PORTLAND, Ore. -- A short drive turned into a medical emergency for a Southeast Portland woman, as she had to drive for about two blocks with her eyes closed.
“It was very scary,” said Phyllis Forsyth, who suffered a stroke behind the wheel on November 4.
Forsyth, 79, was driving west on Southeast Powell Boulevard near 35th Avenue when she felt the stroke come on.

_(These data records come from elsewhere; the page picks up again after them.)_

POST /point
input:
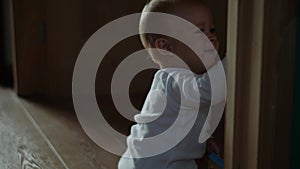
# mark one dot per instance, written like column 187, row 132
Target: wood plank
column 29, row 48
column 230, row 122
column 245, row 62
column 65, row 133
column 21, row 145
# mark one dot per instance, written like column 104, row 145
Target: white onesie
column 175, row 92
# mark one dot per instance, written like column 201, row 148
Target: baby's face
column 201, row 16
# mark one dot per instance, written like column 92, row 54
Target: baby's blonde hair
column 163, row 6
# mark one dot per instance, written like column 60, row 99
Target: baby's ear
column 163, row 46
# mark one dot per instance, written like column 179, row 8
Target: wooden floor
column 40, row 136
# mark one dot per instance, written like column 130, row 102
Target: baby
column 173, row 91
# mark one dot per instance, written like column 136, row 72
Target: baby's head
column 196, row 12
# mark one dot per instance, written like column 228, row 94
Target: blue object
column 216, row 159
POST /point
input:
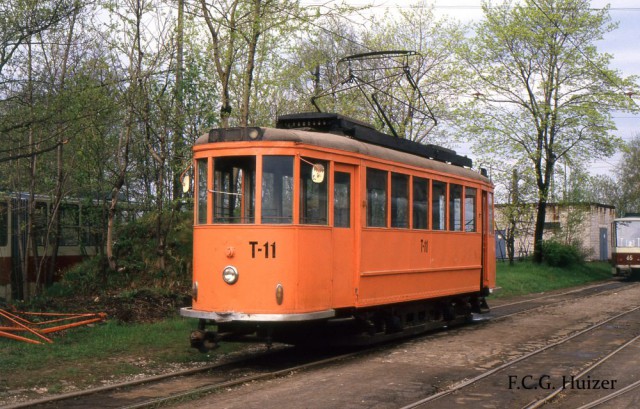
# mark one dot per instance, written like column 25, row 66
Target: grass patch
column 93, row 356
column 114, row 351
column 526, row 277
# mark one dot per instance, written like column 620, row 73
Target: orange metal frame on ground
column 17, row 322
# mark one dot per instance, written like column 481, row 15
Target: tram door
column 344, row 249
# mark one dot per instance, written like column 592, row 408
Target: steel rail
column 542, row 401
column 508, row 364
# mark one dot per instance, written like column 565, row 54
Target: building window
column 376, row 198
column 420, row 203
column 438, row 205
column 277, row 189
column 342, row 199
column 470, row 195
column 313, row 193
column 234, row 186
column 399, row 200
column 201, row 183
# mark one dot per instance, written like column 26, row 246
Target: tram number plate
column 424, row 246
column 266, row 249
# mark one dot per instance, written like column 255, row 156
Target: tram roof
column 340, row 142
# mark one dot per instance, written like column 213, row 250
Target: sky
column 622, row 43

She lost control of parts of her body, including her eyelids, which closed involuntarily.
“I was veering all over the road!” she recalled.
Forsyth doesn’t drink alcohol, but at that moment, Forsyth said she wished someone around her had thought that’s what she had been doing.
“I kept praying that the woman behind me would call 911, thinking I was drunk,” said Forsyth. “I didn't know how I was going to get off the road.”
Forsyth said she drove blind for two blocks, then guessed where the turn lane was to The Original Taco House on Powell Boulevard.
“I just held my eye open until I saw there was a big break in traffic, and I went across and into the driveway,” she said.
Forsyth’s friend of 70 years, Neola Larsen, had been expecting Forsyth at her house that afternoon.
“Unbelievable,” said Larsen. “It’s so lucky that she didn't hurt herself or somebody else.”
Forsyth hoped her story would encourage people to call 911 if they see someone driving erratically.
“You might save a life,” said Forsyth. “If they're drunk they need to be off the road; if they're having a medical problem, they need to be off the road and getting medical help.”
Larsen echoed Forsyth’s concern, admitting that she had, on occasion, ignored erratic drivers.
“How would you feel if that that car was in an accident later and somebody died?” Larsen said. “It's worth a few minutes of your time to call 911.”